First click on the “C” button in the left pane. You will be able to upload a new corpus and to give it a name. Write a name (for naming instructions see below) in the dedicated box and click in the lower pane. Now you can upload files by clicking on the + in the same pane.
For ease of use in the experiments, upload two corpora:
· KMI_small with the first 10 documents in the ‘data/xml/KMI’ directory
· KMI_all with all of the documents in the ‘data/xml/KMI’ directory
Figure 2: Uploading a Corpus in the "Corpora” Tab
You will now be able to extract class and/or slot candidates from the annotated corpus. To do this you should go to the “CandidateView” tab. Press the “binoculars” button in the left-most pane. Select a corpus to work with (use KMI_small the first time) and press “ok”. A progress window will appear, after which an extraction-ID (date/time) is generated in the left-most pane. To see the extracted candidates click on this ID. You will now see something similar to the example shown in Figure 3.
To inspect extraction information for individual classes or slots, you should select one by clicking on its ‘key icon’, then on the ‘key icon’ of the “Candidates” folder and then on one of the class-candidates listed. After this, the detailed extraction information for this particular candidate will be shown, which includes: the mapping rule that has been applied, the sentence from which the candidate was extracted and the operator that has been executed. An example looks as shown in Figure 4.
Figure 3: An Example of Extracted Candidates in the "CandidateView" Tab
Figure 4: Context for an Extraction Example in the "CandidateView" Tab
In ontology development for particular tasks and/or domains there is a need to focus only on those concepts and relations that are (highly) relevant for the task or domain in question. For this purpose, OntoLT includes a functionality for the computation of a statistical relevance score for extracted linguistic entities by comparison of their frequencies in a (domain-specific) corpus with frequencies in a reference (more general) corpus. In this way, word use in a particular domain is contrasted with that of more general word use.
You can use this functionality in the “Mappings” tab by pressing the “binoculars” button in the left-most pane. By pressing “ok”, you will be presented a form that you could fill out for instance as follows:
· Mapping Select HeadNounToClass_ModifierToClass
· Relevant Variable Select HeadNoun_Text
· Corpus Select KMI
· ReferenceCorpus file Upload Nouns_BNC.txt file in ‘data/analyzer’ directory
By pressing “ok” a progress window will appear after which the results of the statistical relevance computation will be presented as shown in Figure 5.
Figure 5: An Example of Statistical Relevance Computation in the "Mappings" Tab
You can edit the results by (de-)selecting any of the extracted terms.
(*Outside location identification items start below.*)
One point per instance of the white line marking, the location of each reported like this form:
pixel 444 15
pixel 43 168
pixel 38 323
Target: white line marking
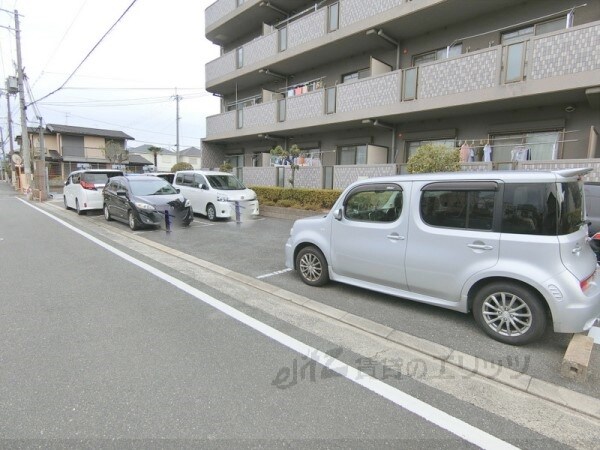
pixel 438 417
pixel 272 274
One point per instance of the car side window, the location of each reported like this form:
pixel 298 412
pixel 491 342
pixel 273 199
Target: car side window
pixel 463 206
pixel 377 203
pixel 199 180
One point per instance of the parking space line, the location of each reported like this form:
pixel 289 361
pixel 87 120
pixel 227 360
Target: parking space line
pixel 272 274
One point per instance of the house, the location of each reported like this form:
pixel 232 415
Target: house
pixel 191 155
pixel 358 86
pixel 68 148
pixel 165 159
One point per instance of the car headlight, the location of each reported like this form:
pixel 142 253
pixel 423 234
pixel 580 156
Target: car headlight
pixel 144 206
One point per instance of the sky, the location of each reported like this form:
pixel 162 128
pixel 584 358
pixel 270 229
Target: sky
pixel 155 52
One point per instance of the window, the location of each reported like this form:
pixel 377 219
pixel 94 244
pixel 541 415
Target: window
pixel 330 100
pixel 544 209
pixel 536 146
pixel 282 33
pixel 352 154
pixel 375 203
pixel 363 73
pixel 435 55
pixel 461 205
pixel 239 57
pixel 333 19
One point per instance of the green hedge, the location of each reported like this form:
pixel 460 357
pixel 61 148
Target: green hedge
pixel 312 199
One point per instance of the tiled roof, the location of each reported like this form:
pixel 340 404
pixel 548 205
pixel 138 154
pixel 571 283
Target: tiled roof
pixel 84 131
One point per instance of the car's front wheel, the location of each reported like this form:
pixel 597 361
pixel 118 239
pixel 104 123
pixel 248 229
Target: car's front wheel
pixel 77 208
pixel 510 313
pixel 312 266
pixel 211 212
pixel 107 215
pixel 133 222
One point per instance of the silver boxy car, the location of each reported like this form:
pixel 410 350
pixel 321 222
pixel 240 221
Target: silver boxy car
pixel 509 246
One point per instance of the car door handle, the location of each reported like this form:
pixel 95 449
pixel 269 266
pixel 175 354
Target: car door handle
pixel 395 237
pixel 480 246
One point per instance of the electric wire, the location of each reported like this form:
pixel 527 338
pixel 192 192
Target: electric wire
pixel 89 53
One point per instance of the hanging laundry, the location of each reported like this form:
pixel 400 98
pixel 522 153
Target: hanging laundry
pixel 465 151
pixel 471 154
pixel 520 153
pixel 487 153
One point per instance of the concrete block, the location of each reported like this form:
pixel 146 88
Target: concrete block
pixel 577 358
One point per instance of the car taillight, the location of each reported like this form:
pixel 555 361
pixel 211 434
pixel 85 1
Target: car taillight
pixel 86 185
pixel 585 284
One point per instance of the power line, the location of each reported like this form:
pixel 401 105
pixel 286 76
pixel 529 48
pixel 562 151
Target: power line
pixel 89 53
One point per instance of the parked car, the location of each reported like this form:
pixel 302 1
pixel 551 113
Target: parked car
pixel 83 188
pixel 216 194
pixel 508 246
pixel 592 207
pixel 168 176
pixel 144 200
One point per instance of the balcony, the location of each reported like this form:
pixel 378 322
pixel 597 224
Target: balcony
pixel 557 65
pixel 335 29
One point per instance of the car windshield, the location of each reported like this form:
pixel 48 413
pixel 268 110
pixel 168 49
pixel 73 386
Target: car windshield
pixel 156 186
pixel 225 182
pixel 96 178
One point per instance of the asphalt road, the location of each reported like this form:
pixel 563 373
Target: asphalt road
pixel 99 343
pixel 256 248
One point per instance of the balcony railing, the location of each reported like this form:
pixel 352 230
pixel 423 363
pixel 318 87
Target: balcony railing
pixel 219 9
pixel 306 28
pixel 559 54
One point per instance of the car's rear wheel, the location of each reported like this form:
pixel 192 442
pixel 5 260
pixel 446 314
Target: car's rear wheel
pixel 211 212
pixel 312 266
pixel 510 313
pixel 107 215
pixel 133 222
pixel 77 208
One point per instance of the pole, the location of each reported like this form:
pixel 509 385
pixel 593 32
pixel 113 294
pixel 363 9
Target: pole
pixel 10 139
pixel 177 124
pixel 25 149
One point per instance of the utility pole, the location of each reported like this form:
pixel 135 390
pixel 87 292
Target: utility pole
pixel 177 98
pixel 25 149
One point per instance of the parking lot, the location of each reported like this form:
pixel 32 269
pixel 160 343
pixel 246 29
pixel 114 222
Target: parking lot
pixel 256 248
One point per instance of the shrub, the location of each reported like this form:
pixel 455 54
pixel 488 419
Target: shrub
pixel 181 166
pixel 434 158
pixel 312 199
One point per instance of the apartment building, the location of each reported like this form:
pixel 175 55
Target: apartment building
pixel 359 85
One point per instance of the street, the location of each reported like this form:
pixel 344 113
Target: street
pixel 112 335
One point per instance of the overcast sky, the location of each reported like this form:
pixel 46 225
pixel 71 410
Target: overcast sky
pixel 128 83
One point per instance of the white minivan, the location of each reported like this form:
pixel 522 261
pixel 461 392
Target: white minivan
pixel 511 247
pixel 216 195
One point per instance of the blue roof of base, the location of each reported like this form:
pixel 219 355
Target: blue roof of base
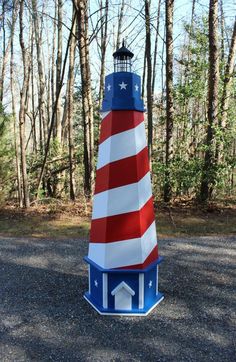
pixel 122 92
pixel 158 261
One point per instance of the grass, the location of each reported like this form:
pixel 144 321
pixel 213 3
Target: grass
pixel 61 221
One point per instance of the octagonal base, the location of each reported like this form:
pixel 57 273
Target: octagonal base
pixel 123 291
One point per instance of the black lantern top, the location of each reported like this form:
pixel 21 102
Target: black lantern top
pixel 122 59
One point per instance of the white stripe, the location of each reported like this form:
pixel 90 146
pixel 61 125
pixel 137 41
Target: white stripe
pixel 124 253
pixel 89 279
pixel 122 199
pixel 104 290
pixel 104 114
pixel 141 291
pixel 122 145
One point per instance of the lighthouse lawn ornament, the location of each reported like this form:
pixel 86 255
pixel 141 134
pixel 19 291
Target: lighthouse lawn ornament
pixel 123 256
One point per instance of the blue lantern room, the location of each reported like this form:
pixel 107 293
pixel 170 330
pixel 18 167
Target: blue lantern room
pixel 122 88
pixel 117 291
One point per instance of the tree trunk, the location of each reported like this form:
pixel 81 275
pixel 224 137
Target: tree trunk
pixel 120 23
pixel 16 143
pixel 41 76
pixel 209 167
pixel 149 78
pixel 169 99
pixel 71 79
pixel 6 47
pixel 82 20
pixel 57 133
pixel 228 76
pixel 103 47
pixel 156 47
pixel 22 112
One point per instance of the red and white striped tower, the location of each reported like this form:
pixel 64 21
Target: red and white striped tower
pixel 123 254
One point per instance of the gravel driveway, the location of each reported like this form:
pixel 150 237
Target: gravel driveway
pixel 43 316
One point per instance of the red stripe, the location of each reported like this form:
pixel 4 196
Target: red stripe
pixel 122 227
pixel 119 121
pixel 150 259
pixel 122 172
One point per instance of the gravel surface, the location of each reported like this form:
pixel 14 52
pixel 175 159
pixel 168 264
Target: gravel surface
pixel 43 316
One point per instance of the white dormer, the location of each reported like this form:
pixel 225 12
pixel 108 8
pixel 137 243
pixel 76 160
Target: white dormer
pixel 123 296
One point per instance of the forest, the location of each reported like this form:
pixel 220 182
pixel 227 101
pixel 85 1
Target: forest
pixel 54 56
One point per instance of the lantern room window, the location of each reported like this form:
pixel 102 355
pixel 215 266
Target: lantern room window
pixel 122 59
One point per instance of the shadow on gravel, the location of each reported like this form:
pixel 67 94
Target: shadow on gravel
pixel 45 318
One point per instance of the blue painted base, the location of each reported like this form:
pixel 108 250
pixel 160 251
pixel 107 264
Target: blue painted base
pixel 133 312
pixel 123 291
If you are satisfied with the results press “ok”. The selected mapping rule will now have been extended with a further precondition (in this case on the value of a head-noun). To display this update push the “update” button in the “Conditions” pane (the button with the small green arrow).
After refinement of the mapping rules you can extract domain-specific candidate classes and slots by returning to the “CandidateView” tab and run the extraction again. The results will now be restricted to the selected terms only.
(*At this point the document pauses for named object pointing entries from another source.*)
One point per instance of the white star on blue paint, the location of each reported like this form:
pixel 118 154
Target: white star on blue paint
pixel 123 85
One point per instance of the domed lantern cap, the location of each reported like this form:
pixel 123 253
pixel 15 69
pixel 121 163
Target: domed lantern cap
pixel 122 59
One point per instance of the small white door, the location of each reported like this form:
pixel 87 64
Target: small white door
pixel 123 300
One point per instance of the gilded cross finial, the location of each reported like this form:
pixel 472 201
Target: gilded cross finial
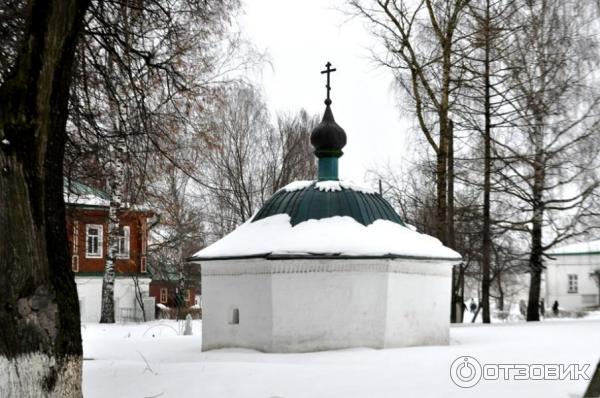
pixel 328 71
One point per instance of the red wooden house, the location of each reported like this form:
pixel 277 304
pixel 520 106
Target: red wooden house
pixel 87 227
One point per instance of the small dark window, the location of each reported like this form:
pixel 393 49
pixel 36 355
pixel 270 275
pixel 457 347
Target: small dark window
pixel 235 317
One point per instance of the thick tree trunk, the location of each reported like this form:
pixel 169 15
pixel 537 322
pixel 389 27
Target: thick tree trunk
pixel 40 340
pixel 535 260
pixel 487 240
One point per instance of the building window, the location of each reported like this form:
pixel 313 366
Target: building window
pixel 123 247
pixel 573 285
pixel 75 263
pixel 235 317
pixel 93 239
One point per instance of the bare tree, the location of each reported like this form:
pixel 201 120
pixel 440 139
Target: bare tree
pixel 40 344
pixel 550 152
pixel 481 107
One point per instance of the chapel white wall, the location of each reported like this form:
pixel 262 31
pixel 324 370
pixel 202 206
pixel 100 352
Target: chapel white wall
pixel 311 305
pixel 557 272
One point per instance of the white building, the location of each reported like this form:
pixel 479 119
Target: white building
pixel 325 265
pixel 569 277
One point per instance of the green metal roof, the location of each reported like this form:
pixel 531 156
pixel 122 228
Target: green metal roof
pixel 79 189
pixel 312 203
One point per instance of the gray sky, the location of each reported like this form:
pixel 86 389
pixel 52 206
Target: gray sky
pixel 300 36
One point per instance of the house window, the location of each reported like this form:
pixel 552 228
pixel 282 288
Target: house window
pixel 93 241
pixel 123 247
pixel 235 317
pixel 573 285
pixel 75 263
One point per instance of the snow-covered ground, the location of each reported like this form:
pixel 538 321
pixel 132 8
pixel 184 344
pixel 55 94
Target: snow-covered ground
pixel 153 360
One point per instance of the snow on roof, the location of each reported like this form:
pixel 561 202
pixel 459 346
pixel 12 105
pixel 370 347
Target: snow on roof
pixel 328 186
pixel 78 193
pixel 329 236
pixel 592 246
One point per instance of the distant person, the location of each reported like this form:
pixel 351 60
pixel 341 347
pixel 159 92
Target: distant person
pixel 555 307
pixel 523 307
pixel 473 306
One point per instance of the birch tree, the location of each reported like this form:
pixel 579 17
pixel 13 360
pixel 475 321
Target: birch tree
pixel 550 154
pixel 40 343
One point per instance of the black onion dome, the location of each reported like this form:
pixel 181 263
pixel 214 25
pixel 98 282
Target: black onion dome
pixel 328 137
pixel 312 203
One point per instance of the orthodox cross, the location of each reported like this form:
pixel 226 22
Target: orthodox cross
pixel 328 71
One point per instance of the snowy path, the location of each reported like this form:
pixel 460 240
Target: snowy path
pixel 127 361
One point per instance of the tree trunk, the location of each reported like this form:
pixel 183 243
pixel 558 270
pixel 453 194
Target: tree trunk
pixel 487 240
pixel 457 303
pixel 535 259
pixel 40 342
pixel 500 293
pixel 116 188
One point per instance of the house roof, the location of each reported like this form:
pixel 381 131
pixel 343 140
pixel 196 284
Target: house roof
pixel 579 248
pixel 78 194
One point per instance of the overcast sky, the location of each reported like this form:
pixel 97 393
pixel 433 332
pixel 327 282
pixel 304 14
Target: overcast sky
pixel 300 36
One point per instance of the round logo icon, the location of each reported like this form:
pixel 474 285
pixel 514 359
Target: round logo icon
pixel 465 372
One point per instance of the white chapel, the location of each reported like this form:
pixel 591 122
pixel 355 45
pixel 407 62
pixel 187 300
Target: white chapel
pixel 325 265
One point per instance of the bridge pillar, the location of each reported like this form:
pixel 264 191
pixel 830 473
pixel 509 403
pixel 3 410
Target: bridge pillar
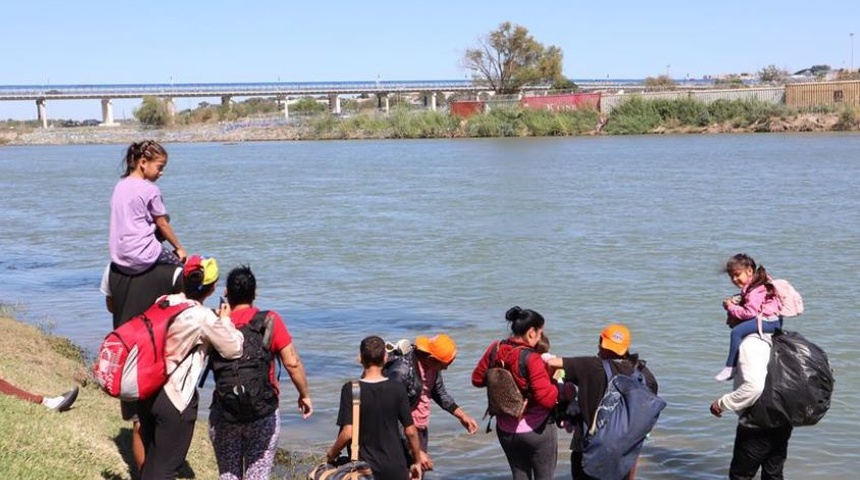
pixel 42 112
pixel 171 110
pixel 430 101
pixel 334 103
pixel 382 102
pixel 107 113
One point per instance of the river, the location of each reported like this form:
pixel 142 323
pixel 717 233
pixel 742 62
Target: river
pixel 401 238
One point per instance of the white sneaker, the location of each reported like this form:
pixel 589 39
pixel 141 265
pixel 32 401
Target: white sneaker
pixel 63 402
pixel 727 373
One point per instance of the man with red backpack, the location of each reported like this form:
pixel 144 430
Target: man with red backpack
pixel 167 418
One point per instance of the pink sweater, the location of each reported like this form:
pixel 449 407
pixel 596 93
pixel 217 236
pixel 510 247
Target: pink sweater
pixel 754 302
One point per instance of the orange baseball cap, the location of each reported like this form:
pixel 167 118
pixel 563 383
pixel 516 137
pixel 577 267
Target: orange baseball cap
pixel 441 347
pixel 616 338
pixel 208 265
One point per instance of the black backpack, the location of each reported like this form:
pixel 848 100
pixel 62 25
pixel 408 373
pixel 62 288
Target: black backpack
pixel 243 390
pixel 798 386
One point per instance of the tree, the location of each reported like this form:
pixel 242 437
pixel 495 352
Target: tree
pixel 772 74
pixel 152 112
pixel 509 58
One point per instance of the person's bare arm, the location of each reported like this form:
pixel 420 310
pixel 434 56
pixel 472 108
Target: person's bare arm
pixel 166 230
pixel 296 370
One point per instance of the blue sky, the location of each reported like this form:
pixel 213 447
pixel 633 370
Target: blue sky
pixel 183 41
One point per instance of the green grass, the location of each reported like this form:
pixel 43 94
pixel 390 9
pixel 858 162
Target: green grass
pixel 90 441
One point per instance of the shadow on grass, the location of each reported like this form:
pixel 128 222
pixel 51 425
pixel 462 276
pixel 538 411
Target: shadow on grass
pixel 123 444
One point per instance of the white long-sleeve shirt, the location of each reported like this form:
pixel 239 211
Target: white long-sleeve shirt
pixel 196 326
pixel 750 374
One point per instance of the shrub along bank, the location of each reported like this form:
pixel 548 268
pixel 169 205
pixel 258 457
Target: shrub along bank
pixel 635 117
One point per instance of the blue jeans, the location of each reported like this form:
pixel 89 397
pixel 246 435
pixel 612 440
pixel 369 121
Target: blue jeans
pixel 745 328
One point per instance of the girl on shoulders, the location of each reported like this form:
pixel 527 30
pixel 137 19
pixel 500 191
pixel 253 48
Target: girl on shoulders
pixel 138 213
pixel 754 309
Extracted candidate classes and slots can be validated (select or deselect them) and you can generate ontology fragments accordingly by pushing the right-most button in the middle pane. After doing this, switch to the “Classes” tab (the left-most of the main tabs of Protégé). The extracted classes and slots will be displayed here, which will look something as shown in Figure 6.
Figure 6: An Example of Extracted Ontology Fragments
To integrate extracted ontology fragments with other tools, you are advised to export results to the Protégé or RDF/S format (go to the Project menu in the main window of Protégé, select “Save in Format…” and select your favorite format).